Davlin counts creating Springfield Green and that organization’s efforts to beautify the city, balancing the budget, improving Springfield’s bond rating, and streamlining city hall among the accomplishments of his administration’s first term. He also touts the ground-breaking on City Water, Light & Power’s power plant and setting up a homeland security office.

“It’s fun to go to ribbon-cuttings and groundbreaking ceremonies, and it’s boring to talk about surfacing of roads, but I think we owe the taxpayers the dollars right now,” Edwards says.

He adds that funding for a new fire house on the city’s southwest side, street overlays, and addressing trash collection should be top priorities.

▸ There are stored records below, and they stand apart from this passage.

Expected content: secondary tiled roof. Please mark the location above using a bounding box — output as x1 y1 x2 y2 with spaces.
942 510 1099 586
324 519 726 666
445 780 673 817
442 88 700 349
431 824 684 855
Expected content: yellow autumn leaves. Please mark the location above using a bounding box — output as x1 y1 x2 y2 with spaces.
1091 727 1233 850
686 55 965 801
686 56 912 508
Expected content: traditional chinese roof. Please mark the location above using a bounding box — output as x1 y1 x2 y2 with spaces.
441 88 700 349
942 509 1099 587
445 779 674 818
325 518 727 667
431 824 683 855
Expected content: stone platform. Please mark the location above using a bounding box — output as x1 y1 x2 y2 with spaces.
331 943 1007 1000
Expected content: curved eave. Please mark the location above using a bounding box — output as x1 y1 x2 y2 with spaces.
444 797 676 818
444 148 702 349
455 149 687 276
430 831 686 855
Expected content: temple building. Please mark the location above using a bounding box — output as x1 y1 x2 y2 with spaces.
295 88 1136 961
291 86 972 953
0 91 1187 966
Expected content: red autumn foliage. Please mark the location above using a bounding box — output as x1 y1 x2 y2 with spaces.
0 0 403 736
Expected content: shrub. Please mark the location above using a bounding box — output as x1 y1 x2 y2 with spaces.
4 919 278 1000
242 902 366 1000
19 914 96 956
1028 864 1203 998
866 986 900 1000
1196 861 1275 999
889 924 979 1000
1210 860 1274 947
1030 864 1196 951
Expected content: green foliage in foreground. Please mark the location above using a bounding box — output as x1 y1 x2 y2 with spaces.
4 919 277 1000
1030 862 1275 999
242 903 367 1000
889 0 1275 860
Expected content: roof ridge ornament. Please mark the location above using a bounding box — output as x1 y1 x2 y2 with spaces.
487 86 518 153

If there are any clouds hanging over Davlin, as far as voters are concerned, it’s the problems with the Springfield Police Department, which include the racial discrimination lawsuit filed in August 2004 against the city by African-American officers, scheduled to go to trial in January.

Outgoing Ward 2 Ald. Frank McNeil says that the police department will be among the most important issues facing the next mayor and City Council.

“We have to get some integrity and confidence back in the police department. There’s a real missing link as far as how the public feels about the police department,” McNeil says.

Although he has considered a mayoral run, McNeil says he won’t jump into fray, but will serve as a resource to the east side’s next representative, for whom ensuring public safety, economic development, increasing home ownership, and general clean-up will be key issues.

Other possible negatives critics of Davlin may cite include making permanent a half-percent sales tax increase in February, brokering a deal in secret with the Sierra Club to commit CWLP to purchase wind energy, and failing to enact a citywide trash collection plan.

Should he win reelection, Davlin says he’s looking forward to the day the new CWLP plant goes online sometime in late 2009 or early 2010, luring jobs to town, and making Springfield the “best city to call home.”

But money, or the city’s short supply of it, has, and always will be, at the center of council debates, particularly when it comes to public works.

And Davlin, who has had to fight to pass his last few “hold the line” budgets — even though his party holds the majority — on the non-partisan board, says he won’t rule out future tax hikes.

The next council will also have to figure out how to accomplish major infrastructure improvement projects, such as the $12 million Capitol Avenue facelift, which the city hopes to complete in time for Abraham Lincoln’s 200th birthday party in 2009, and the extension of MacArthur Boulevard, along with economic development initiatives such as revitalizing South Town, while somehow coming up with money to fix more neighborhood sidewalks and city streets.

Anyone who’s up to the challenge has until Monday, Dec. 18 to submit petitions for city office. The general election will be held on Monday, April 17.